Saturday, July 25, 2009

Crazy in the Head

So I've read about a billion books this summer- some have just been brain candy, fluffy stuff to keep my mind busy, and some have turned out to be really good. Right now I'm re-reading The Bell Jar by Sylvia Plath. I have no idea why I decided to read it the first time, I'm a little bit of a book snob, so I probably found it on some classics list somewhere and wanted to add it to my literary trophy collection. I got the audio version from the library and I remember listening to it as I was weeding. My memory is generally terrible, so the fact that I have any recollection of this at all is simply astounding, but I remember being truly fascinated. Plath has a quirky writing style that sucks you in- she describes things in a way that makes your brain wander off to determine if you really believe her, then you decide after riding the mental subway for while that she has in fact described so perfectly what you have been attempting your whole life. For example, I have tried to think of the most accurate way to describe the feeling when you recognize something- rather, when your soul recognizes it. When someone asks you what you are going to do with the rest of your life, and you say, "travel the world," and you know that even though it's the first time you ever said it, that it's true, and you have no real reason or evidence, it just IS. See? I can't describe it. In the book I have this passage marked with "YES!!" written by it: 


"It sounded true, and I recognized it, the way you recognized some nondescript person that's been hanging around your door for ages and then suddenly comes up and introduces himself as your real father and looks exactly like you, so you know he really is your father, and the person you thought all your life was your father is a sham."
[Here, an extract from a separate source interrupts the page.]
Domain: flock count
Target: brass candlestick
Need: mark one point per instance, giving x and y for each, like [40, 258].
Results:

Perfect. She has an uncanny knack for doing just that through the book. Perhaps it's creepy and a bit macabre that I relate to a somewhat-autobiography about a woman who you are watching slowly descent into madness. The real life Sylvia had a pretty rough go- She had a history of mental instability, her poet husband had an affair with another poet's wife, they had a kid, meanwhile she and Ted the Jerkface Poet split, leaving her with 2 little kids, and she ended up committing suicide by gassing herself via head in the oven. Mistress To Ted killed herself and her daughter the same way a few years later fyi. Very tragic all around. So...it seems even worse to like the book knowing that the descent was actually lived by the author. But I do. I like it a LOT.


A few more bell-ringers that have spoken to me:


"There is something demoralizing about watching two people get more and more crazy about each other, especially when you are the only extra person in the room."
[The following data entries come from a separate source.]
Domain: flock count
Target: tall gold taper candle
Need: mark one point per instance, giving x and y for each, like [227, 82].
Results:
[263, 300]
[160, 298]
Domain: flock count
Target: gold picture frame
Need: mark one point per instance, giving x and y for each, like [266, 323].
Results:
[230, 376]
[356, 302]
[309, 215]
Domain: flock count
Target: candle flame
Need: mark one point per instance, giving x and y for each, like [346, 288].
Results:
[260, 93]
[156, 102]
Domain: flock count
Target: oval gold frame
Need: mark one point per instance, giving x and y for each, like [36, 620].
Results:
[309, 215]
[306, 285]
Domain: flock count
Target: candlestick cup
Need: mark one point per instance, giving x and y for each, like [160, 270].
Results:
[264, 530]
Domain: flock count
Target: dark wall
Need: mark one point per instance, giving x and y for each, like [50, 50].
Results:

"He was the type of fellow I can't stand. I'm five feet ten in my stocking feet, and when I am with little men I stoop over a bit and slouch my hips, one up and one down, so I'll look shorter, and I feel gawky and morbid as somebody in a side-show."


"I thought it would be the way I'd feel if I ever visited Europe. I'd come home, and if I looked closely into the mirror I'd be able to make out a little white Alp at the back of my eye. "


"There must be quite a few things a hot bath won't cure, but I don't know many of them. Whenever I'm sad I'm going to die, or so nervous I can't sleep, or in love with somebody I won't be seeing for a week, I slump down just so far and then I say: 'I'll go take a hot bath.'"


"Then my ears went funny, and I noticed a big smudgy-eyed Chinese woman staring idiotically into my face. It was only me of course."


"There is nothing like puking with somebody to make you old friends."


Later today:

Just finished it. I cruised through the beginning, but the 2nd half I really had to push myself through. The big red sign in my brain kept popping up, "Trespasser-Private Property." I felt like an undetected voyeur to this woman's life, and as I was watching her mind disintegrate, I wanted so badly to slowly slip away before I witnessed any more damage. I thought maybe I should put it down and come back to it later, but it's like driving by a car accident. It's absolutely horrid, but curiosity pulls in every passerby as gawking traffic slows down. It's a sickening reminder of the results of a few choices made in split seconds especially when life is on the line. The 'crazy' part of the book exposes thoughts that people aren't supposed to have, which made me very uncomfortable- but in the way you know your brain is stretching. I don't mean to say I want to get comfortable with suicide, but rather, the concept of grappling with the gross underbelly of our thoughts and feelings that inevitably exist. I think the repulsion or attraction we find to perceived unpleasantries forces us to ask questions of ourselves- which makes us acknowledge and deal with reactions or responses outside the realm of simple emotional hierarchies. Bla bla bla blabla. Excellent read.